Türkiyeli AKP sermayesinin yaptığı işi denetlemek, ‘bu olmadı’ demek ne haddine?
Yapımı da açılışı da yılan hikayesine dönen, yapım sürecinde ihaleyi alan firmanın siyasilerle olan ilişkileriyle anılan Ercan Havalimanı‘nın dillendirilmeyen iki skandalı ve iki mağduru daha var.
Bir taraftan, ticaret yapan firmaların yurt dışından yüz binlerce dolar/euro ödeyerek aldıkları malları, gümrük ve polis için “yer yapılmasının unutulduğu” havalimanında, “ambar yok” denilerek kabul edilmezken, diğer taraftan muhaceret işlemlerini yapan yolcuların da “gümrüğe girmeden” havalimanından çıkıp gittiği birçok nokta var.
İlk önce gazeteye ulaşarak durumu anlatan ticaret işiyle uğraşan yurttaşların durumunu anlayalım.
Bu kişiler ayrıca isimlerini de vermek istemiyor çünkü ticaretle uğraştıkları için muhalif tavır göstermeleri durumunda, “bizden olmayanın canı çıksın” tavrıyla hareket eden hükümet tarafından, işlerinin daha da büyük engellerle karşılaşma ihtimalinden çekiniyorlar.
İşin sadece bu kısmı bile büyük bir utanç barındırıyor.
Yeni havalimanı, Kıbrıs kültürüyle ilgili hiçbir iz taşımıyor
Yeni havalimanına gümrük ve polis için yer yapılmasının unutulduğu gerçeği hepimizin malumu. Aslında bu da ayrı bir konu çünkü Türkiye‘den gelen hazır proje, Türkiye’de yapılan bir “iç hatlar” havalimanı gibi tasarlanmış.
Zaten her ne kadar büyük övgülere mazhar olsa da ne duvarında ne tavanında ne yer döşemesinde ne de tarzında Kıbrıs‘la alakalı, Kıbrıs kültürünü ve mimarisini yansıtan bir şey var.

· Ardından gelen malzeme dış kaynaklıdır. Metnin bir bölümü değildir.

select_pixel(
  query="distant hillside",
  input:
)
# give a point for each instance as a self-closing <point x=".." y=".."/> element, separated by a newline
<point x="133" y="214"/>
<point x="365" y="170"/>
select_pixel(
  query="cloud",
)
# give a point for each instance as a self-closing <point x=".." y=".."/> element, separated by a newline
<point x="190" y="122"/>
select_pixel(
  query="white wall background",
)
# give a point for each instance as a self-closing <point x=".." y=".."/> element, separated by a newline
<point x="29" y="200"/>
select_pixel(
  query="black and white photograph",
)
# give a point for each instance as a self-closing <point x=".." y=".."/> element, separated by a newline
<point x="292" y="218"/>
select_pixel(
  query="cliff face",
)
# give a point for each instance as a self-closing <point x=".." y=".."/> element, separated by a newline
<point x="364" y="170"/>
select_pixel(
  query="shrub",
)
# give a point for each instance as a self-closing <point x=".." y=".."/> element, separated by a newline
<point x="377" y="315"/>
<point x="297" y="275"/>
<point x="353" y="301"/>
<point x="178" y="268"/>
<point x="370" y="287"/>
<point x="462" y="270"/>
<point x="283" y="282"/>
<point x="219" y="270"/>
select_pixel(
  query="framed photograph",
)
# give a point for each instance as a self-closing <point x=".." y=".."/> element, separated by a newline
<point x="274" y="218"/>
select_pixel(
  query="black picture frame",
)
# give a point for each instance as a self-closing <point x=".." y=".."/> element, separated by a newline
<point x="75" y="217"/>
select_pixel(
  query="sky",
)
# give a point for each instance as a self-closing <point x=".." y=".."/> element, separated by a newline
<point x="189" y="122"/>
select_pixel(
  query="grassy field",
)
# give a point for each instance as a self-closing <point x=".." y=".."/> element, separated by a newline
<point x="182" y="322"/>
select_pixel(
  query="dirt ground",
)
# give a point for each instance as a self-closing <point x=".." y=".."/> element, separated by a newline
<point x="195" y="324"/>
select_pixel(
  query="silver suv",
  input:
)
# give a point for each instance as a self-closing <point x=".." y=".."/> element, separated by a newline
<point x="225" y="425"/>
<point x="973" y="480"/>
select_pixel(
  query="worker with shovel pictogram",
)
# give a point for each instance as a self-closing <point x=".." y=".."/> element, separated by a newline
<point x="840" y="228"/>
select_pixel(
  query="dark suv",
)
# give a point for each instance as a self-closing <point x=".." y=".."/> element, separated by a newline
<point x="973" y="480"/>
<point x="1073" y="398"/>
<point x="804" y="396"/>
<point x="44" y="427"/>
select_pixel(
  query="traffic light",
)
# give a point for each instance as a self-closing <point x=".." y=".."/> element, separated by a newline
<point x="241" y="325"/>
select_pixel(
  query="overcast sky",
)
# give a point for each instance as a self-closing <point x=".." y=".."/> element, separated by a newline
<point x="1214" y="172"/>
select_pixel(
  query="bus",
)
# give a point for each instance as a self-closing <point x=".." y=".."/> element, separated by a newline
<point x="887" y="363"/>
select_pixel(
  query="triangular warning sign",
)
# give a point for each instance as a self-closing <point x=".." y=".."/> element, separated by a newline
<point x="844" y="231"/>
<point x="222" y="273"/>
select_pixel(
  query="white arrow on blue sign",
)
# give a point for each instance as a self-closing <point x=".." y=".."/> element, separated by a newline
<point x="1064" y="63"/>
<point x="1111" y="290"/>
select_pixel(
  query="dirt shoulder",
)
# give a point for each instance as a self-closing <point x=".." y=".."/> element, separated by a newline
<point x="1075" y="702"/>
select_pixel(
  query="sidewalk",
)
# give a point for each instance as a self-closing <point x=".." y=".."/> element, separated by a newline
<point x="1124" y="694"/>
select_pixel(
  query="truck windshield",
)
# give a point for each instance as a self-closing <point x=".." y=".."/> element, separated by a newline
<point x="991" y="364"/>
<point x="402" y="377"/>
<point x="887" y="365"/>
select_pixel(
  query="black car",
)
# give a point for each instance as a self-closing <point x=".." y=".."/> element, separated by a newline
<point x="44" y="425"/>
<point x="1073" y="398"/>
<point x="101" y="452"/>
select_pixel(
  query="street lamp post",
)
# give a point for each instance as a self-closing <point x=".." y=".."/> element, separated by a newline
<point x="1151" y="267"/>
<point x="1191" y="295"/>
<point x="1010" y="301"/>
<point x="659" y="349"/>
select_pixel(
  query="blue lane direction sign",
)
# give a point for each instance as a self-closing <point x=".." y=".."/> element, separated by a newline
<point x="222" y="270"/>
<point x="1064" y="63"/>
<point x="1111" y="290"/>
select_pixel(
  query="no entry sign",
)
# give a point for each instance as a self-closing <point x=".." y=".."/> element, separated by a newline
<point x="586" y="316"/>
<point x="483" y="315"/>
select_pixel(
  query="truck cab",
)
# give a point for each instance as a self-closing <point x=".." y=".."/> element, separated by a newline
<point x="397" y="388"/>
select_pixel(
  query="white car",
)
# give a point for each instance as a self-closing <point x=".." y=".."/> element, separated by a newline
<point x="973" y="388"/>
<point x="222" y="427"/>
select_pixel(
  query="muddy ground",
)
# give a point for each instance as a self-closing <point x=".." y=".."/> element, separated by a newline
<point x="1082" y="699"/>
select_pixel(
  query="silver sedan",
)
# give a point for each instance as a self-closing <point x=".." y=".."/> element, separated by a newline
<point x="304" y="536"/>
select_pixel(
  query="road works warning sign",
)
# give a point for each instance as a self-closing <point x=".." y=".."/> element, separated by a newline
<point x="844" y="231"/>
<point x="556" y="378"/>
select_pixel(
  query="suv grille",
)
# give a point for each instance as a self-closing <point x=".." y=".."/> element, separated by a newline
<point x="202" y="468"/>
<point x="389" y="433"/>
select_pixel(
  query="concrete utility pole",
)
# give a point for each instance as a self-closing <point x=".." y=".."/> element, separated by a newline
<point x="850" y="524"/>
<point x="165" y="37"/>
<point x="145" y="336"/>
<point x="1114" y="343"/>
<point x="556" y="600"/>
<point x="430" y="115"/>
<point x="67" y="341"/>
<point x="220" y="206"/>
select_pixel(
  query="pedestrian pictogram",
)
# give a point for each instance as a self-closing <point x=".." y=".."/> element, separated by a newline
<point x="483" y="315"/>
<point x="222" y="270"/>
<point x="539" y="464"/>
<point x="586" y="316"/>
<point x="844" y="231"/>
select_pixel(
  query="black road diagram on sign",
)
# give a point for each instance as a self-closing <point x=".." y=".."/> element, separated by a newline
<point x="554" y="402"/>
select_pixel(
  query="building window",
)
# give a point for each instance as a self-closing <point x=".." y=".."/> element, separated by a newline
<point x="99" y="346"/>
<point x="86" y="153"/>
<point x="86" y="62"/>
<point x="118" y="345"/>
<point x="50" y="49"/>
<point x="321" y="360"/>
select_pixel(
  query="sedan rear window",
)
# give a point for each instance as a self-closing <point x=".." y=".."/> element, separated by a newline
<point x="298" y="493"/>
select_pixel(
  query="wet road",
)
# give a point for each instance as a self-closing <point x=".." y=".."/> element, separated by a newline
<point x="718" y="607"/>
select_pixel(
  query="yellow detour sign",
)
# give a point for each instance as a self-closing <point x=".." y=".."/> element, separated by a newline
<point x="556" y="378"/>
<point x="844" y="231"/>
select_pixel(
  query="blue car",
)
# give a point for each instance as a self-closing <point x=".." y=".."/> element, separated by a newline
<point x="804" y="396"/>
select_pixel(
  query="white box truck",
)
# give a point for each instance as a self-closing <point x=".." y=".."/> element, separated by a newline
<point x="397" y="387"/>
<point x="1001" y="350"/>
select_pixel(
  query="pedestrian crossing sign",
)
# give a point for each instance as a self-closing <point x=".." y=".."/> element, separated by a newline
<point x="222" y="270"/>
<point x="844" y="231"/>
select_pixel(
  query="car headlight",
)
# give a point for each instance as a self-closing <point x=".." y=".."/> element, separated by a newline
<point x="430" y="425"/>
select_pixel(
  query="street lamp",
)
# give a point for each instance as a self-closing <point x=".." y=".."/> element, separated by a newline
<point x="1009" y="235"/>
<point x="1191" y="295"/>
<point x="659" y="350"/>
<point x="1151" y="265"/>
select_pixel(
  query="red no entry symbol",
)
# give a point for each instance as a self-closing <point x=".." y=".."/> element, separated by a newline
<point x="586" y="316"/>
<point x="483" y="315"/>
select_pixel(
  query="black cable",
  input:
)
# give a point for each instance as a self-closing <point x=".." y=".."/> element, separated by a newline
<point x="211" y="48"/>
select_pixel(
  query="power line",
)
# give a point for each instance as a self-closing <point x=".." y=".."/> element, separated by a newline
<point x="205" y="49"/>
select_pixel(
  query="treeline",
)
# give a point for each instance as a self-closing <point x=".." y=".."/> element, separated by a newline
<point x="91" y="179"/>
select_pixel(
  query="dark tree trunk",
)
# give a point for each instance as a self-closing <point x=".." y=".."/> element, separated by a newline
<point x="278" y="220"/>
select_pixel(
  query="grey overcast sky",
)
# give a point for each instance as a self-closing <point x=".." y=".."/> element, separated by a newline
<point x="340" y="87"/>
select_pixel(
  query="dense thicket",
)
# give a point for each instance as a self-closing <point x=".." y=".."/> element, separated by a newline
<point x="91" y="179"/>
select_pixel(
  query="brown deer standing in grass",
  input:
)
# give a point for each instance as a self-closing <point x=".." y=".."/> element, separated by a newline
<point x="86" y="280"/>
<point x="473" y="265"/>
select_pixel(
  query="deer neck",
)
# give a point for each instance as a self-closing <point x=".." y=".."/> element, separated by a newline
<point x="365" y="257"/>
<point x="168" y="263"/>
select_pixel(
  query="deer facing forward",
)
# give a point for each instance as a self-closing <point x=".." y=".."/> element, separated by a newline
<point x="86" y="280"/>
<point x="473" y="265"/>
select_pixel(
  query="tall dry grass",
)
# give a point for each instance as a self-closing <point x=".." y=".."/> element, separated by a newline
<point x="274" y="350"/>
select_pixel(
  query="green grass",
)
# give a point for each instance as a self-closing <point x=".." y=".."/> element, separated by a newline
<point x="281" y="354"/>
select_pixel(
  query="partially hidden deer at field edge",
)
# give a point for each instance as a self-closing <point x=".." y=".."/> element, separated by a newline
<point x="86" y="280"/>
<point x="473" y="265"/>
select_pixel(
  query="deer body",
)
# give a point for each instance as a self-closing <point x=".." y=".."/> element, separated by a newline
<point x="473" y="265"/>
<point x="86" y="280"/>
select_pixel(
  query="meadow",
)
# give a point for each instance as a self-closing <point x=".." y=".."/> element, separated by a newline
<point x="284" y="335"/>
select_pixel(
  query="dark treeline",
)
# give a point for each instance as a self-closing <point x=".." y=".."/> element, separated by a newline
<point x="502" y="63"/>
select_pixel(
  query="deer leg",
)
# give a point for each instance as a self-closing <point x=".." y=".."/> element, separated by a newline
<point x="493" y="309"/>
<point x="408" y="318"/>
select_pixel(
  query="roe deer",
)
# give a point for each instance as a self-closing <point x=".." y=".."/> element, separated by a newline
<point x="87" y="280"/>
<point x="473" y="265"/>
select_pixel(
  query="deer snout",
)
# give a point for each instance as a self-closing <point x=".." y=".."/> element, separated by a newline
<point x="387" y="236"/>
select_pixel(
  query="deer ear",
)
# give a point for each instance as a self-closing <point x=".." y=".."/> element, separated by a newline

Hani havaalanı gibi sembolik yapıların bunları yansıtması beklenir ya; yok efendim, hak getire… Ama bu da ayrı bir haber konusu.
“Sıkıntımız 20 Temmuz’da başladı”
Gazeteye ulaşan bir ticaret insanı anlatıyor; “Normal şartlarda benim yurt dışından aldığım mallar için haftada iki kere Türkiye üzerinden aktarmalı olarak havayoluyla gelen sevkiyatım oluyor. Ama maalesef durum artık bu kadar kolay değil. Sıkıntılı sürecimizin başlangıç tarihi ise 20 Temmuz”
20 Temmuz’da Dubai’den gelecek olan ürünleri için rezervasyon alıyor firma, “resmi tatil” denildiği için de 21 Temmuz’a erteleniyor sevkiyat. Ürün bekleyen müşterilerine de bu 2-3 gün süreceğini düşündükleri gecikmeyi bildiriyorlar.
Ama o da ne; o iki-üç gün bugün hala devam ediyor;
“Görevliler bize ‘Bizim de 5 dakika önce haberimiz oldu’ dedi”
“21 Temmuz sabahı gönderici firma bize; Ercan Havalimanı’na kargo uçuşu kabul edilmediğini bildirdi. Bunu neden son dakika bildirdiklerini sorduğumuzda ise onların da durumdan 5 dakika önce haberdar olduğu cevabı verildi. İlk uygun tarihin de 25 Temmuz olduğunu söylediler ve o gün için yeniden rezervasyon oluşturduk” diyor firma sahibi ama tabi bu üçüncü erteleme de son olmuyor.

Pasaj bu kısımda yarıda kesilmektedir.